Chinese New Year: Visiting the Temple

Offerings to the Buddha

For many Chinese immigrants and tradition-bound Chinese families, it is essential practice to pay a visit to the neighborhood temple on the occasion of the lunar new year.

Last night, Wednesday, when the Year of the Tiger came to an end with a boisterous roar, the Year of the Rabbit was welcomed by the heavy Asian population of British Columbia’s Lower Mainland.

I observed the occasion at the International Buddhist Temple in Steveston — the second-largest Buddhist temple in North America.  If I said my prayers properly, I parted company with the evil spirits and bad luck of the past year, and opened myself to all the blessings of a new year.

International Buddhist Temple

At the side of the spacious parking lot that flanks the multi-building temple complex, newly arrived temple goers bought sheaves of incense sticks from a row of vendors.   I followed them as they lit the entire bundles in nearby oil burners, and then carried them through a gateway.

Past a classical garden pond with a beautifully illuminated pagoda, I watched worshippers make their initial offering to an alabaster-white “laughing Buddha” icon. 

A few steps further, more incense was presented to a tier of bronze sculptures representing a Chinese Buddhist pantheon.   I recognized Guan Gong, who assures safety, and Bao Qing Tien, the master of justice.

The walkway entered a portal to the main temple grounds.  A gong sounded my arrival.  A wall of murals, to my right, wrapped around a 360-degree statue of GuanYin, presented as a thousand-armed goddess of mercy.

The broad courtyard bustled with activity.  Whirring fans in the good-luck colors of red and gold were being sold to my left.   In front of small icons in all directions, visitors were offering incense and flowers.

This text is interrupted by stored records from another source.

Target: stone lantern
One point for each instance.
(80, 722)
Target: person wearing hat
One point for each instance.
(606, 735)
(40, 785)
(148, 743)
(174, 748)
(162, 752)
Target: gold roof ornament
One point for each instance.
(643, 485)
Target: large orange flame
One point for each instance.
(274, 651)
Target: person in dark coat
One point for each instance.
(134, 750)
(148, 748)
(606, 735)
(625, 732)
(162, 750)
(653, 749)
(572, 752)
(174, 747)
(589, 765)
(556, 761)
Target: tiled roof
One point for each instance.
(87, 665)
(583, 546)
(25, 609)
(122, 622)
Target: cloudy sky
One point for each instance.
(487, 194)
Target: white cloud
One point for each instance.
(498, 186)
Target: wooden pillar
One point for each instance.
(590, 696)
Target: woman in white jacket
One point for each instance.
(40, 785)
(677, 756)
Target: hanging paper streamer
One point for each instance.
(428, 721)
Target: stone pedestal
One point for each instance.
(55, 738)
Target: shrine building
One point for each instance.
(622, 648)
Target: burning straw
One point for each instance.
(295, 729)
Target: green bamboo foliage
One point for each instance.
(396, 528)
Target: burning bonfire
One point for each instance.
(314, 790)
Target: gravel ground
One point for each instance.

At the heart of the courtyard, two dozen steps climbed to the main worship hall.  An enormous image of the seated Gautama Buddha, covered in gold leaf and flanked by attendants, dominated its center.  Pyramids of fruit — oranges, persimmons, pomelos, all round to symbolize the perpetuation of life — were piled in front.   Towers of tiny Buddha images rose on all sides.

At about 11:30, temple monks knelt on cushions before the main image and began chanting.  Their rhythmic song continued until midnight.  Several dozen temple visitors joined in, stumbling over the words to the sutras but never losing the spirit of the occasion.

Thrangu Monastery

Chinese religion is an interesting blend of beliefs.  Those raised in the Christian tradition often consider it blasphemy to embrace other faiths.  But Chinese are Buddhist — and they are Taoist — and they are Confucianist — and they offer basic ancestor worship.  The pursuit of one path does not preclude the pursuit of another.

On New Year’s Day, February 3, I ventured to another, very different, Buddhist temple. The Thrangu Monastery, built just four years ago in Richmond, was the first traditional Tibetan monastery built in Canada.  Few worshippers were in this magnificent temple when I visited, but I was cowed by the 40-foot Buddha that rose over my head, surrounded by more than 1,000 small Buddha images.

Chinese New Year comes early in 2012: January 23.  I’m already making plans for a mid-winter return.